📋Frontier AI System Architecture Documentation - Technical reference and development guide
⚡ Real-Time Processing

Real-Time Processing

Overview

Frontier AI provides fast AI coaching during live sales calls through a real-time processing pipeline. The system handles transcript streams, question detection, and AI-powered response generation. Note that Recall.ai operates from US East, which adds some latency for EU/UK users.

Processing Architecture

Real-Time AI Pipeline

The real-time processing uses OpenAI Queue for immediate AI responses during live calls, while Humanloop handles post-call analysis.

WebSocket Communication Flow

Real-time communication between client applications and the system uses WebSockets for bidirectional data flow.
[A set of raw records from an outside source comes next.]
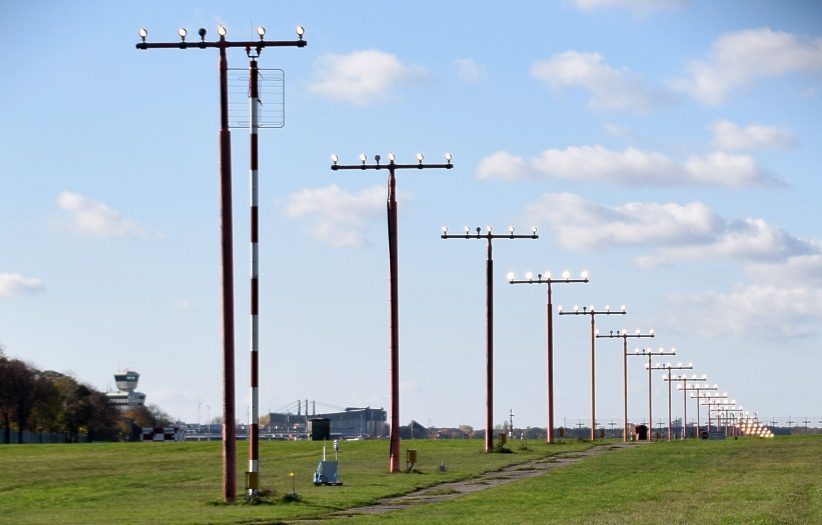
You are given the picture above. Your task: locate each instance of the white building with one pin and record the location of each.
(126, 396)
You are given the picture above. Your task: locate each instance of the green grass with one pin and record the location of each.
(733, 481)
(748, 481)
(181, 482)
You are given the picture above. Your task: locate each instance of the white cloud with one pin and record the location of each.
(583, 225)
(361, 77)
(728, 135)
(16, 284)
(674, 231)
(805, 269)
(611, 89)
(85, 216)
(468, 70)
(758, 310)
(737, 60)
(629, 166)
(502, 165)
(339, 217)
(638, 6)
(783, 299)
(750, 240)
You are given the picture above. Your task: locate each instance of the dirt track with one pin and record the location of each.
(455, 489)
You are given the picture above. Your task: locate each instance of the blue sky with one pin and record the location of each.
(669, 147)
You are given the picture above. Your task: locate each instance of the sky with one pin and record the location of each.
(670, 148)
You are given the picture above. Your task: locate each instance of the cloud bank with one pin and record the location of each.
(361, 77)
(629, 166)
(12, 284)
(337, 216)
(85, 216)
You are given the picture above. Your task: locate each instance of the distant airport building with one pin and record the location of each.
(350, 423)
(126, 395)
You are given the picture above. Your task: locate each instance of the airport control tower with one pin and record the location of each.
(126, 396)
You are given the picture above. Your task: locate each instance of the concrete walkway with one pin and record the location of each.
(455, 489)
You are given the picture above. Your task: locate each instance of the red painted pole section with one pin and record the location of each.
(549, 437)
(489, 349)
(227, 278)
(394, 322)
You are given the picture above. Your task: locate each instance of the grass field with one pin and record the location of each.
(732, 481)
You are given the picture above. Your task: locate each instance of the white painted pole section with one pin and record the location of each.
(254, 419)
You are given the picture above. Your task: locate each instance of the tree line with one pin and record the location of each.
(38, 401)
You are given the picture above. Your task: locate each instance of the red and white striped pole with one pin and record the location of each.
(254, 419)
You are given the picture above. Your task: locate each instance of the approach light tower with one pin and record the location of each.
(593, 313)
(624, 335)
(548, 280)
(489, 314)
(229, 433)
(650, 352)
(393, 280)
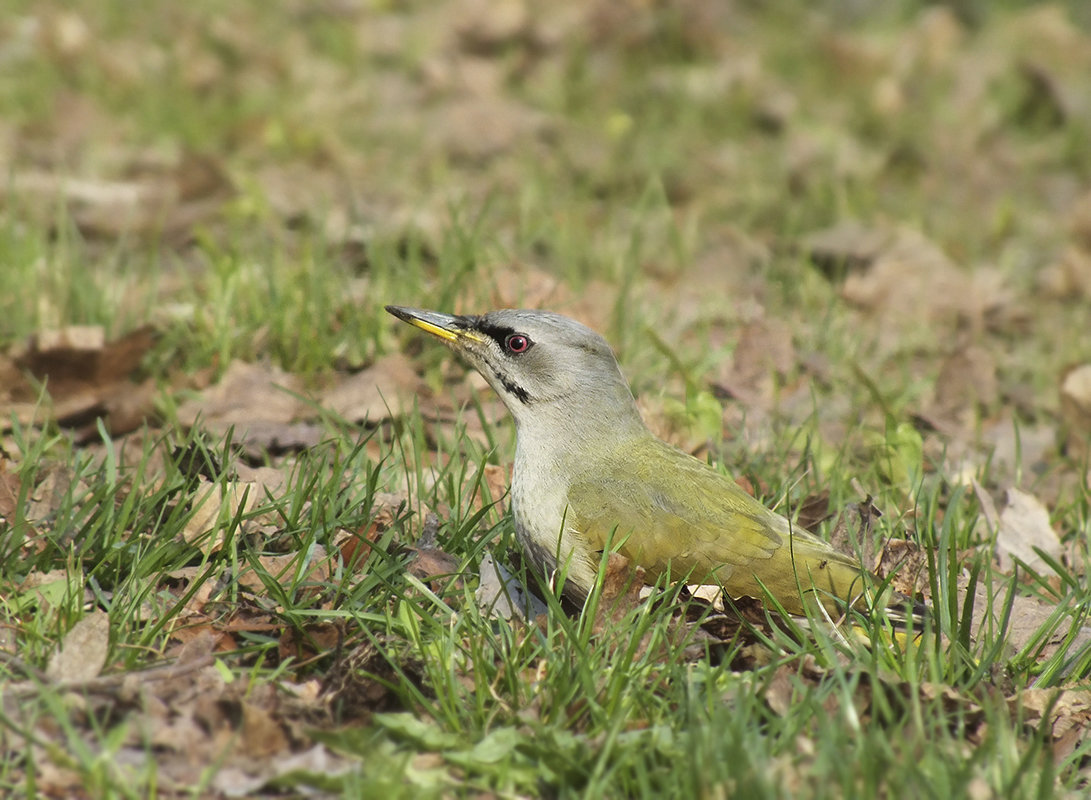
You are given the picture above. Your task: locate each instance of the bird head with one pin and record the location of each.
(541, 365)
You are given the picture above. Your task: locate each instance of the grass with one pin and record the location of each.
(668, 209)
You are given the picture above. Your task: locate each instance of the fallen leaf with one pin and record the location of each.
(385, 390)
(247, 396)
(82, 652)
(85, 378)
(1022, 527)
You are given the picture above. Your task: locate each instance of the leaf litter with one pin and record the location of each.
(184, 703)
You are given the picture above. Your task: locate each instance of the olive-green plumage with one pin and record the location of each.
(589, 475)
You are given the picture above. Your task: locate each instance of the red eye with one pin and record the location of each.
(517, 343)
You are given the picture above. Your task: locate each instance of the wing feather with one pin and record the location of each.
(710, 530)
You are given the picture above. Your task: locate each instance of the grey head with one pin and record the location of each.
(543, 366)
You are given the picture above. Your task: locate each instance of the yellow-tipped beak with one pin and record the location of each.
(439, 324)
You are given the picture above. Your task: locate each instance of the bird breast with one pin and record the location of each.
(543, 525)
Real-Time Processing Components

Durable Objects

CallServer - Manages individual call state and WebSocket connections

  • Maintains ephemeral call state
  • Buffers transcript segments for processing
  • Handles WebSocket message routing
  • Manages AI coaching state

QuestionsServer - Dedicated AI question detection

  • Analyzes transcript segments for customer questions
  • Uses OpenAI Queue for fast AI processing
  • Maintains question detection state

FeedbackServer - AI coaching and suggestions

  • Generates real-time coaching suggestions
  • Processes RAG queries against knowledge base
  • Uses OpenAI Queue for immediate responses

OpenAI Queue (Real-Time)

Purpose-built for real-time AI processing during live calls:

Features:

  • Rate limiting to prevent OpenAI API overload
  • Connection pooling for efficient API usage
  • Direct API calls for minimal latency
  • Error handling with circuit breaker patterns

Message Types

The WebSocket connection supports these real-time message types:

Message TypeDirectionPurpose
TRANSCRIPT_UPDATEServer → ClientReal-time transcription chunks
QUESTION_DETECTEDServer → ClientAI-detected customer questions
RESPONSE_SUGGESTIONServer → ClientRAG-powered response suggestions
CALL_STATUS_CHANGEServer → ClientCall state updates
PARTICIPANT_UPDATEServer → ClientSpeaker changes and identification
COACHING_FEEDBACKServer → ClientReal-time coaching suggestions
USER_ACTIONClient → ServerUser interactions and preferences

Performance Characteristics

Performance Characteristics

  • Transcript Processing: Fast processing from webhook to client (note: Recall.ai US East adds latency)
  • Question Detection: AI analysis typically under 1 second
  • Response Generation: RAG queries typically 1-2 seconds
  • WebSocket Delivery: Low latency edge-to-client delivery

Scalability

  • Concurrent Calls: Serverless architecture scales with demand
  • Edge Computing: Cloudflare edge network reduces latency for EU/UK users
  • Auto-scaling: Durable Objects scale based on demand
  • Rate Limiting: Prevents API quota exhaustion

Error Recovery

  • WebSocket Reconnection: Automatic client reconnection
  • State Recovery: Durable Objects maintain call state
  • Graceful Degradation: Continues without AI if services fail
  • Circuit Breakers: Prevent cascade failures to OpenAI API

Real-Time Data Flow

This architecture provides fast AI processing with response times in the 1-2 second range while maintaining reliability and scalability for production usage.